SK Hynix plans to double its wafer capacity over the next five years. The company is already one of the main winners of the AI infrastructure cycle, with a dominant position in high-bandwidth memory, the memory used inside Nvidia's AI systems. Its chairman also warned that shortages may persist until 2030.

The memory bottleneck started inside the data center. It is now moving into the rest of the economy. U.S. industry groups representing automakers, retailers, electronics companies, and telecom firms warned that AI data-center demand is pushing up memory-chip prices and threatening supply availability for non-AI products.

This is how AI capex turns into inflation pressure. Cars, smartphones, PCs, medical devices, telecom equipment, and industrial electronics all need memory. If suppliers prioritise HBM and data-center customers, everyone else competes for what is left. Morgan Stanley has started calling this "chipflation." AI does not only raise the cost of training frontier models.
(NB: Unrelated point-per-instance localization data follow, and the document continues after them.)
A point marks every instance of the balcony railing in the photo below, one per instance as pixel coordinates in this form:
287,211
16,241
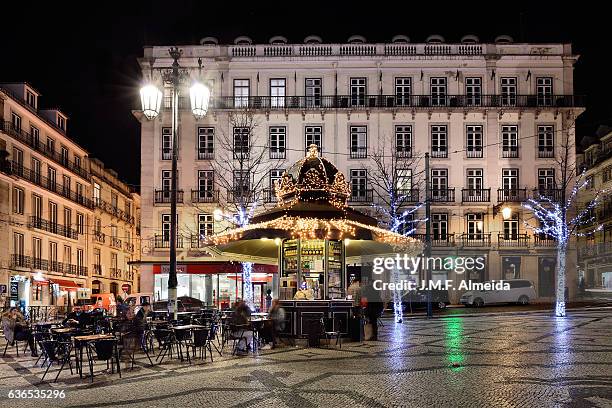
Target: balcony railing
115,242
164,196
277,153
14,168
367,102
437,240
204,196
359,152
544,241
113,210
54,228
269,195
476,240
552,194
23,261
115,273
474,153
206,153
362,196
99,237
96,270
510,152
444,195
161,241
35,143
511,195
407,195
513,240
482,195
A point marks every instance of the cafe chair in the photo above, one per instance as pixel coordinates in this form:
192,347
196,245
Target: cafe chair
103,350
328,333
56,353
9,336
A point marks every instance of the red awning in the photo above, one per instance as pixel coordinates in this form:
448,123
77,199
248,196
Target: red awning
66,284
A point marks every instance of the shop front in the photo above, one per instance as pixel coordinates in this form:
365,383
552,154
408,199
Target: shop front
216,284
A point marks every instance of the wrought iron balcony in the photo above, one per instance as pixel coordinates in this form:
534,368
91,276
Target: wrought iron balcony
52,227
546,152
359,152
552,194
115,242
476,240
403,152
34,143
277,153
367,102
269,195
206,153
99,237
542,240
163,241
362,196
204,196
408,195
513,240
474,152
510,152
96,269
444,195
511,195
476,195
164,196
16,169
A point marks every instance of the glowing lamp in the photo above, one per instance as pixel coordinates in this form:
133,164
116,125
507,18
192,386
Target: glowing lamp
199,95
150,99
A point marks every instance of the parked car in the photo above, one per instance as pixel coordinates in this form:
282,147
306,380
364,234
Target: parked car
104,301
417,299
521,292
184,304
137,299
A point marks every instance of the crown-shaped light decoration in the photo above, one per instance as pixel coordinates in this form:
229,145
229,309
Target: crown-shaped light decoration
312,179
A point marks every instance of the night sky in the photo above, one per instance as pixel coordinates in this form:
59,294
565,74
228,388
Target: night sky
83,58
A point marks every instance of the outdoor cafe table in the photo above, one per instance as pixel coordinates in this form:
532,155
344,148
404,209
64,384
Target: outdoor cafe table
79,341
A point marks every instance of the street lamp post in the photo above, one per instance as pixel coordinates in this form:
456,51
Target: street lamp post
151,98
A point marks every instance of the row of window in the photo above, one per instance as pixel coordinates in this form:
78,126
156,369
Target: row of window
37,250
403,90
49,145
18,204
358,141
439,224
358,180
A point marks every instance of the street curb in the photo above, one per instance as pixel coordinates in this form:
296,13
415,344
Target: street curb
497,314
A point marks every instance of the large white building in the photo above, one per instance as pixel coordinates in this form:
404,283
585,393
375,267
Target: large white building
489,114
56,207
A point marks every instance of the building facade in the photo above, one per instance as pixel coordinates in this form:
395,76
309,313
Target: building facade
490,115
115,242
595,250
47,210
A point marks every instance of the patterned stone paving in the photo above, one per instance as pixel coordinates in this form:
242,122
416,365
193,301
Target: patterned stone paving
494,361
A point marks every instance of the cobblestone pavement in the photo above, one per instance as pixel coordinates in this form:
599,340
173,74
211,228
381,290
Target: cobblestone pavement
496,361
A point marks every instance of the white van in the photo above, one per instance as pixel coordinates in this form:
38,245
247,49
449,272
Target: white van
521,291
137,299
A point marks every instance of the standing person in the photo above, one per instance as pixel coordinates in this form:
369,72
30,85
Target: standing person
277,316
14,320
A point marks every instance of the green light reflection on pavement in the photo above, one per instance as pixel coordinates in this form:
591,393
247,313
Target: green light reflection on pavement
454,342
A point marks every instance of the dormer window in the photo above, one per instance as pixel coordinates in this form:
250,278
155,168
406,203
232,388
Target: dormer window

It changes the price of shared inputs across the hardware economy.

The winners are obvious: SK Hynix, Samsung, Micron, and the equipment and materials companies tied to memory expansion. The losers are less obvious but more numerous: consumer-electronics companies with thin margins, automakers still recovering from the last chip shortage, and any hardware company that assumed memory would stay cheap and abundant.

SK Hynix doubling capacity sounds like relief. It may also be confirmation that the shortage is structural. If the leading HBM supplier needs five years to double output and still expects tightness through the end of the decade, memory is no longer a cyclical afterthought; it is becoming one of the core constraints of the AI economy.

The AI memory market: HBM revenue, by year

$17B
$34B
~$47B
~$57B
~$68B
~$83B
$98B
2024
2025
2026
2027
2028
2029
2030
High-bandwidth memory (HBM) revenue, USD billions, from Yole Group's 'Next-Generation DRAM 2025' annual HBM outlook (May 2025). Green bars (2024, 2025, 2030) are Yole's published figures: HBM ~$17B in 2024, nearly doubling to ~$34B in 2025, and reaching ~$98B by 2030 — a 33% CAGR that would make HBM more than half of all DRAM revenue by the end of the decade. Sage bars (2026–2029) are read off the unlabelled bars on Yole's own annual chart and are approximate (±~$5B), not separately published values. HBM is the memory stacked onto Nvidia and other AI accelerators, so it is the slice of the memory market pulled most directly by AI data-center demand; Yole models conventional DRAM growing far more slowly, at roughly a 3% CAGR over the same period.